Le novelle della III Liceo Classico
I ragazzi di III liceo classico, a conclusione dello studio di Boccaccio, sono stati invitati, se lo desideravano, a inventare una “novella 101” per il Decameron, con l’unica consegna di inserirla in una delle dieci “giornate”, rispettandone il tema, e adeguandosi, se possibile, allo “spirito” dell’Autore. Questi i risultati.
Laura Pizzetti
Francesca Argento, III LICEO CLASSICO
DECAMERONE, ottava giornata, “nella quale, sotto il reggimento di Lauretta, si ragiona di quelle beffe che tutto il giorno o donna ad uomo, o uomo a donna, o l’uno uomo all’altro si fanno”.
Novella undecima
Oghi è il saggio della città. La sua peculiarità è saper risolvere le questioni in modi che ad altri non verrebbero mai in mente! Così , un giorno, quando un giovane mendicante si presenta alla sua porta, accusato di aver rubato una rosa per la sua amata, quest’ultimo saprà risolvere il problema con una beffa di tutto rispetto
Charlie incominciò volentieri a raccontare di una beffa fatta da un saggio a un uomo, non certo con l’intento di giustificare ciò che il saggio fece, ma solo per dimostrare come con l’uso di una piccola beffa, si possono sistemare alcuni problemi.

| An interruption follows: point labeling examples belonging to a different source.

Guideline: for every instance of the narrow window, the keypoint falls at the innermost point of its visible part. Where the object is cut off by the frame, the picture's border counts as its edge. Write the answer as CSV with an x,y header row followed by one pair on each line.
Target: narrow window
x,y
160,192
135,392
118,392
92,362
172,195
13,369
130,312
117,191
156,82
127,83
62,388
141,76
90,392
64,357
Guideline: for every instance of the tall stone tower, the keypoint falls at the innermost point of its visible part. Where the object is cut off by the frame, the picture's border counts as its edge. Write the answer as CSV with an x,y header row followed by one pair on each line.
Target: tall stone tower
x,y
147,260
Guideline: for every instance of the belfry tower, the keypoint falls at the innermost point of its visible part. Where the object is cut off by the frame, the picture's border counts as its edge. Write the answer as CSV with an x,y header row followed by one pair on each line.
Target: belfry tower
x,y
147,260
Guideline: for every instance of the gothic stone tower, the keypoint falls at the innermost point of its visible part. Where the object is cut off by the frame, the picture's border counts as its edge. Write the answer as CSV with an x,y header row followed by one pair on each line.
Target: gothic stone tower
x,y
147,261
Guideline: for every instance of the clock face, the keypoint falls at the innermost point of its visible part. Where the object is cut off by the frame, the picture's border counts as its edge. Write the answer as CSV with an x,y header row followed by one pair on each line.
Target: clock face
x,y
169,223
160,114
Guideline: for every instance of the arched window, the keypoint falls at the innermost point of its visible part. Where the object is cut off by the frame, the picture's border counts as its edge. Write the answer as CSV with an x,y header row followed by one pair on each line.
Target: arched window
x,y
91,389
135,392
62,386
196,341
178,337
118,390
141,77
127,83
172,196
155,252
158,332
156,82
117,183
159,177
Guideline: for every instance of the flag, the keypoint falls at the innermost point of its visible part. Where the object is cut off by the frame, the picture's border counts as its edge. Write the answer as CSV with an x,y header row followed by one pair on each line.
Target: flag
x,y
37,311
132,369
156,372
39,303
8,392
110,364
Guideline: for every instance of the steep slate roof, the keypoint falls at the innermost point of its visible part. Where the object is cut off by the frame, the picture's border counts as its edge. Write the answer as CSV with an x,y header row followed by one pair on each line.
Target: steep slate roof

Un giovane mendicante camminava lungo la strada del mercato: aveva desiderio di regalare all’amata una rosa rossa e profumata.
Sperando di trovare un po’ di fiori che facessero al caso suo, l’uomo entrò da un fioraio lì vicino e chiese una rosa rossa e profumata, ma fu costretto a lasciare il negozio a mani vuote.
Mentre usciva si fermò a guardare i ricchi signori che componevano mazzi con rose di ogni genere e colore, poi si chinò sulle rose che costavano troppo per un giovane mendicante, inspirò a fondo per godersi quel buon profumo e quindi si voltò tristemente per tornare sui suoi passi. Ma in quell’istante il fioraio uscì dal negozio e lo afferrò per un braccio.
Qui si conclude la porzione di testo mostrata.